Jerome, Michigan -- As we inched up a bumpy, rocky hill with loose dirt and gravel underfoot, there was an instant when it seemed that our Jeep Wrangler Rubicon wanted to give way to the forces of gravity and topple backward end-over-end. That spell of anxiety quickly passed when we hit the throttle, the Hemi engine came alive, the enormous BFGoodrich Mud Terrain tires clawed the ground, and we arrived safely at the top.
And then our off-roading adventures continued as we . . . wait, did you say Hemi? That's right. Jeep doesn't make V-8 Wranglers, but we're driving one from American Expedition Vehicles -- the same company that helped create the Call of Duty special-edition Wrangler. AEV is the required outfit for this job. The Hemi Wrangler feels like a decked-out Jeep from the factory -- one that just happens to have a huge engine in it. Granted, our tester has 37-inch tires, an extra fuel caddy, a customized suspension, and a humongous roof rack, but it's put together well and works harmoniously. At $93,000 as tested, it is pricey, though. It's for the modern-day Teddy Roosevelt who can afford a Mercedes-Benz S-class but prefers to play in the dirt.
As much as we like all of the off-roading gear, the 6.4-liter Hemi is the coolest element of the AEV conversion. With 470 hp and 465 lb-ft of torque, it's the same engine that SRT uses in hot-rod versions of the Chrysler 300, Dodge Charger and Challenger, and Jeep Grand Cherokee. It's overkill in most off-road situations, but that doesn't stop us from loving the big beast. And, boy, is it a blast to open up on the highway.
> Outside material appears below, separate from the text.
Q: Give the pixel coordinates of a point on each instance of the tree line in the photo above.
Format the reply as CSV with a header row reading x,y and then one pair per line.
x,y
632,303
Shed the tall tires and you could commute in this rig. No joke. We did it for several days with the tires. We also took the AEV Wrangler to an off-road course at a gravel pit in rural Michigan, where we conquered hills, mud, and narrow trails framed by trees. The Hemi Wrangler simply shrugged, but it's worth noting that the stock Wrangler with Chrysler's 285-hp Pentastar V-6 could easily perform the same chores. Like we said, overkill.
The AEV shined on the drive home from the pit. You're riding high with all eight cylinders snarling while you blast by slower highway traffic. When we put down the windows and cruised along US 12 at 70 mph, we heard nary a rattle or a squeak, which is a testament to quality.
So what we have here is a very well screwed together, very expensive, very capable, and very powerful Wrangler. But here's what it does best: dirt-track drag-racing.
At the gravel pit we came across a straightaway called the "sand drag." It was an open area of loose dirt with plenty of room to roam. We staged at one end, mashed the gas, and held on tightly as the tires bit into the dirt and the Jeep shot forward. We bounced over rough, washboardlike terrain with the heavy-duty suspension dampers stroking up and down in controlled, hydraulic action. Our sprint climaxed with a mighty splash into a huge mud puddle that completely drenched the AEV Wrangler before it smoothly came to a halt on the other side. It felt like an Olympian feat, but the Jeep wasn't remotely flustered.
Finally, the ideal task for this Wrangler became clear: sprinting through the Badlands. If only there had been a Ford F-150 SVT Raptor nearby.